Searching "teaching fractions paper folding" with quotations got me 'no results' followed, actually by one page of results.
Google must work differently in the People's Republic of Brooklyn.
Of course, removing the quotation marks gets a lot more responses, but how many are actually relevant? Who can really know?
My old hats are not feeling the slightest sense of abuse. But they ARE curious about your use of language. You say, "To say that teaching fractions with folding paper is old hat is to be unkind to old hats."
Now, who said that teaching fractions with folding paper is "old hat" or anything of the kind? Surely not GS. Seems like you're the one who made that claim, though apparently you meant something different. Because you want to claim that it's been around forever, more or less, for sufficiently large values of 25 years.
But the existence of a 25 year-old lesson plan using ANY approach to ANY topic hardly demonstrates that it is in wide practice. It wasn't in 1992, just slightly over 20 years ago, when it was used as part of a study with sixth grade math teachers in the Willow Run School District in Ypsilanti, MI. No one there had previously heard of it. And when I worked with upper-grade elementary school teachers in Pontiac, MI schools in 2004-2006, none of them were familiar with that representation. So maybe in the ensuing 6-8 years, it's caught fire nationally, if not globally.
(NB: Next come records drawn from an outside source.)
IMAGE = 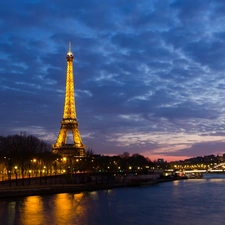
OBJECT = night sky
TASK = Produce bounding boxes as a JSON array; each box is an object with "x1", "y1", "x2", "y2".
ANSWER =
[{"x1": 0, "y1": 0, "x2": 225, "y2": 161}]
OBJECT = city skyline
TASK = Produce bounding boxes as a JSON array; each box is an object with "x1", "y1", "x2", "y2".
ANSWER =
[{"x1": 0, "y1": 0, "x2": 225, "y2": 161}]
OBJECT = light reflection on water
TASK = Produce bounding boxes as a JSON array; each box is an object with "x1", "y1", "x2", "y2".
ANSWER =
[{"x1": 0, "y1": 176, "x2": 225, "y2": 225}]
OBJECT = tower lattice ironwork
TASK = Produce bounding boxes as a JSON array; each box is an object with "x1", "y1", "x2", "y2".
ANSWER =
[{"x1": 52, "y1": 43, "x2": 85, "y2": 156}]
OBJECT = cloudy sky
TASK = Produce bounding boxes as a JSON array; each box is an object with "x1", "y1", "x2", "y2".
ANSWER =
[{"x1": 0, "y1": 0, "x2": 225, "y2": 161}]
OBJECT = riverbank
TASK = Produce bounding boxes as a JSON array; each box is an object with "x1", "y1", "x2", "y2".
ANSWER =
[{"x1": 0, "y1": 178, "x2": 186, "y2": 198}]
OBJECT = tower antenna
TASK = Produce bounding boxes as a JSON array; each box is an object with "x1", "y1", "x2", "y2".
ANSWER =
[{"x1": 69, "y1": 42, "x2": 71, "y2": 52}]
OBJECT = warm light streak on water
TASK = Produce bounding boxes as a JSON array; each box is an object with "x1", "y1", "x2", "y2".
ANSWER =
[{"x1": 0, "y1": 175, "x2": 225, "y2": 225}]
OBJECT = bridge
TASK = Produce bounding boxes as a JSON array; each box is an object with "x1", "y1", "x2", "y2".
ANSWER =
[{"x1": 176, "y1": 162, "x2": 225, "y2": 174}]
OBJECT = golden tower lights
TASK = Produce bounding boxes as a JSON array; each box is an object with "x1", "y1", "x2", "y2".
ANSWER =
[{"x1": 52, "y1": 43, "x2": 85, "y2": 156}]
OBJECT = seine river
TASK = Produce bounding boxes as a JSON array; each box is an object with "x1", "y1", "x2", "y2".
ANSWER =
[{"x1": 0, "y1": 175, "x2": 225, "y2": 225}]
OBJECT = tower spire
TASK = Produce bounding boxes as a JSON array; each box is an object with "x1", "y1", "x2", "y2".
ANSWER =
[
  {"x1": 69, "y1": 41, "x2": 72, "y2": 52},
  {"x1": 52, "y1": 42, "x2": 85, "y2": 156}
]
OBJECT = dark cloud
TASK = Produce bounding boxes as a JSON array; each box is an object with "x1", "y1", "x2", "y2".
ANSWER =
[{"x1": 0, "y1": 0, "x2": 225, "y2": 162}]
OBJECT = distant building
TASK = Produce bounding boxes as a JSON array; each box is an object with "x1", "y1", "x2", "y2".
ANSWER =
[{"x1": 157, "y1": 159, "x2": 164, "y2": 163}]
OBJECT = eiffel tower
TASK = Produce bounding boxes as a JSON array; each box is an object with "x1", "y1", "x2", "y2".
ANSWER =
[{"x1": 52, "y1": 43, "x2": 85, "y2": 156}]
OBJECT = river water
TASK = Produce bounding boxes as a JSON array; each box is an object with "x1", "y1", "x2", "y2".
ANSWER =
[{"x1": 0, "y1": 175, "x2": 225, "y2": 225}]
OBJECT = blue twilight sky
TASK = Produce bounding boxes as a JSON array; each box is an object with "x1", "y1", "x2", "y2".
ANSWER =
[{"x1": 0, "y1": 0, "x2": 225, "y2": 160}]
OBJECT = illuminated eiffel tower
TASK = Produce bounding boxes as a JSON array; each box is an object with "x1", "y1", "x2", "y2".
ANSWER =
[{"x1": 52, "y1": 43, "x2": 85, "y2": 156}]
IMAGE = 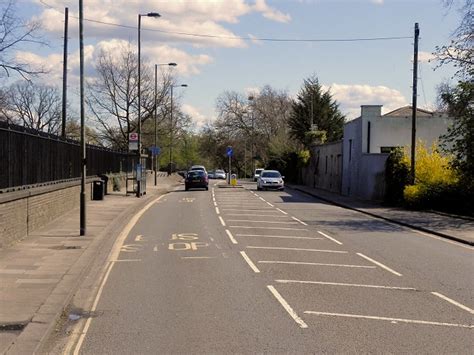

Or maybe ideas in mathematics teaching spread a LOT more slowly than they would if there were actually an educational mafia, or even just a ministry of education similar to the one in Japan.
Then again, let's not feel constrained to limit our thinking to the rapidity with which ideas spread to math classrooms. Rumor has it that old ideas reappear after unpredictable periods of dormancy in the business world, enjoying new vogues for reasons that aren't always simple to understand or explain. Perhaps this phenomenon is less an indictment of public education and evil, all-knowing, all-powerful (but, sadly, irredeemably corrupt) godfathers and capos, but rather a combination of the ease with which things fade ofter one or two generations and the general fickleness of the human species, even with all the high-powered equipment moving us down the ever-widening, ever faster-paced information super highway.
Heck, it might even turn out that we get some things wrong in our initial rejection of them, for any number of reasons. Like, say, the very non-monolithic set of projects mistakenly lumped together and conveniently dismissed as "The New Math."
Maybe we should google it. And whatever we turn up on the Internet will have to be the truth, the whole truth, and nothing but the truth.